A tiny, magnetically actuated gearbox that gives microrobots more power

A team of researchers at the Max Planck Institute for Intelligent Systems, working with a pair of colleagues from the Harbin Institute of Technology, has developed a tiny actuated gearbox that can be used to give very tiny robots more power. In their paper published in the journal Science Robotics, the group describes how their gearbox works and the power improvements observed in several types of tiny robots.

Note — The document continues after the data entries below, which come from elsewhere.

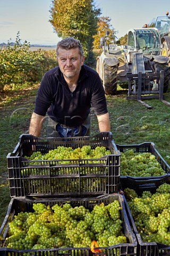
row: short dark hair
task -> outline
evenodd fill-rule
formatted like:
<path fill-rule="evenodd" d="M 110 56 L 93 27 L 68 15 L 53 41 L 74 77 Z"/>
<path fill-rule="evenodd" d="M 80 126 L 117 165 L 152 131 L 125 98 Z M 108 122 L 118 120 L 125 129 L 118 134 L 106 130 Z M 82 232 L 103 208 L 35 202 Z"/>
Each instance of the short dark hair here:
<path fill-rule="evenodd" d="M 57 45 L 57 56 L 58 54 L 58 49 L 62 48 L 63 49 L 70 50 L 74 48 L 79 48 L 80 54 L 82 58 L 84 55 L 84 52 L 79 40 L 74 39 L 73 37 L 67 37 L 63 39 L 61 41 L 58 42 Z"/>

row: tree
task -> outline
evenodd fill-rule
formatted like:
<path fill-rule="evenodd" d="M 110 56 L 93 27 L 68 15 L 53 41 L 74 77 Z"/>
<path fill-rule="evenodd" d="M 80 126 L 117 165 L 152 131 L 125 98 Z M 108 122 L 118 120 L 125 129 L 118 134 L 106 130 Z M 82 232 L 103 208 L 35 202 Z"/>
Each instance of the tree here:
<path fill-rule="evenodd" d="M 58 36 L 79 39 L 86 60 L 88 60 L 93 46 L 92 36 L 97 31 L 100 9 L 96 9 L 93 0 L 53 0 L 49 12 L 49 21 Z"/>
<path fill-rule="evenodd" d="M 114 43 L 115 41 L 115 31 L 114 28 L 112 27 L 110 22 L 111 19 L 109 17 L 101 17 L 98 18 L 97 22 L 97 34 L 95 35 L 94 48 L 94 49 L 100 49 L 100 38 L 105 36 L 106 30 L 109 31 L 109 39 L 107 42 L 108 44 Z"/>

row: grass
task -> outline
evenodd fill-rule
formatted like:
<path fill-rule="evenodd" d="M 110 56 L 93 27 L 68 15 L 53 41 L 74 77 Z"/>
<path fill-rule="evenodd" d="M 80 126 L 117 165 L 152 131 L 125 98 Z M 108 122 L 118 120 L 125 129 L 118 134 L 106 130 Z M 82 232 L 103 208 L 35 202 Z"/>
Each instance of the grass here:
<path fill-rule="evenodd" d="M 38 84 L 26 86 L 17 91 L 6 91 L 0 94 L 0 225 L 6 214 L 10 201 L 6 156 L 12 152 L 19 137 L 28 133 L 33 111 Z M 152 108 L 147 109 L 137 100 L 128 101 L 128 91 L 118 86 L 117 95 L 107 95 L 111 131 L 119 145 L 155 143 L 156 148 L 170 165 L 170 106 L 158 100 L 144 100 Z M 170 102 L 170 88 L 165 94 Z M 91 111 L 91 135 L 99 132 L 96 117 Z M 45 136 L 45 123 L 41 137 Z"/>

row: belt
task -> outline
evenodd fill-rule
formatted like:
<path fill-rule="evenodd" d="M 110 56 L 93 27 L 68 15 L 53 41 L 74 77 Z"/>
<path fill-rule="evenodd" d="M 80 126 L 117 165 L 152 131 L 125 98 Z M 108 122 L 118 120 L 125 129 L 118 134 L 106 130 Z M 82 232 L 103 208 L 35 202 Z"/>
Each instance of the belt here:
<path fill-rule="evenodd" d="M 78 127 L 78 126 L 69 126 L 68 125 L 65 125 L 64 124 L 59 124 L 60 125 L 60 126 L 61 127 L 62 127 L 63 128 L 65 128 L 65 129 L 72 129 L 72 128 L 75 128 L 76 127 Z M 79 125 L 78 125 L 79 126 Z"/>
<path fill-rule="evenodd" d="M 78 125 L 77 126 L 69 126 L 68 125 L 65 125 L 64 124 L 58 124 L 61 127 L 64 129 L 71 129 L 71 135 L 73 137 L 74 135 L 74 128 L 78 127 L 79 129 L 78 131 L 79 132 L 77 134 L 77 136 L 82 136 L 82 126 L 81 125 Z"/>

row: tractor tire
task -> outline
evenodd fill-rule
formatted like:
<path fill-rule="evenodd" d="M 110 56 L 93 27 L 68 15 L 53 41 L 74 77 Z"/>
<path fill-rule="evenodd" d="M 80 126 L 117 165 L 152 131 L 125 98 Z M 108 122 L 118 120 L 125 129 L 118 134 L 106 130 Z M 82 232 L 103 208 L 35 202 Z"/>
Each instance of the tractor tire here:
<path fill-rule="evenodd" d="M 166 64 L 161 64 L 158 62 L 154 63 L 154 67 L 156 73 L 159 73 L 161 70 L 164 70 L 164 93 L 167 92 L 169 85 L 170 77 L 169 67 Z"/>
<path fill-rule="evenodd" d="M 168 47 L 167 45 L 167 43 L 166 41 L 163 42 L 163 44 L 164 47 L 163 47 L 162 51 L 162 55 L 163 56 L 166 56 L 168 58 L 168 66 L 170 66 L 170 50 L 168 49 Z"/>
<path fill-rule="evenodd" d="M 106 94 L 116 95 L 117 94 L 117 66 L 110 66 L 104 63 L 103 72 L 103 84 Z"/>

Over the past several years, scientists have been working toward the development of tiny robots that can be injected into the human body to carry out medical procedures. The hope is that such robots can be sent to find and destroy cancerous tumors, for example. Such tiny robots are too small to carry their own power plant; thus, they must be manipulated using an external magnetic field. Unfortunately, as the robots grow ever tinier, their power diminishes as they have too little mass. In this new effort, the researchers have found a way to increase the power of the tiny robots using a tiny gearbox that helps them become stronger.

The gearbox comes with a magnet on its end to harness the power in a magnetic field via the gears in the box. And the gearbox is able to magnify the power of a robot using clever features including elastic components and mechanical linkages.

To use the gearbox, the tiny robots must be built in a way to take advantage of them. For example, by combining elastic components with mechanical linkages, spring-like energy can build up pressure and then release it all at once. The mechanical linkages serve to hold the elastic components in place until it is time to release the energy.

To test their idea, the researchers built box-like structures with elastic wall parts that were slowly compressed by the gearbox when it was exposed to a magnetic field. A mechanical linkage held the walls in place to allow the pressure to build. When a certain amount of pressure was reached, the walls were released, pushing the robot in a desired direction. To create a robot, several of the box-like structures were hooked together. Using this approach, the researchers were able to create winch-type robots able to lift up to 103 grams, or jumpers that reached 119 millimeters. They also created crawlers and clampers.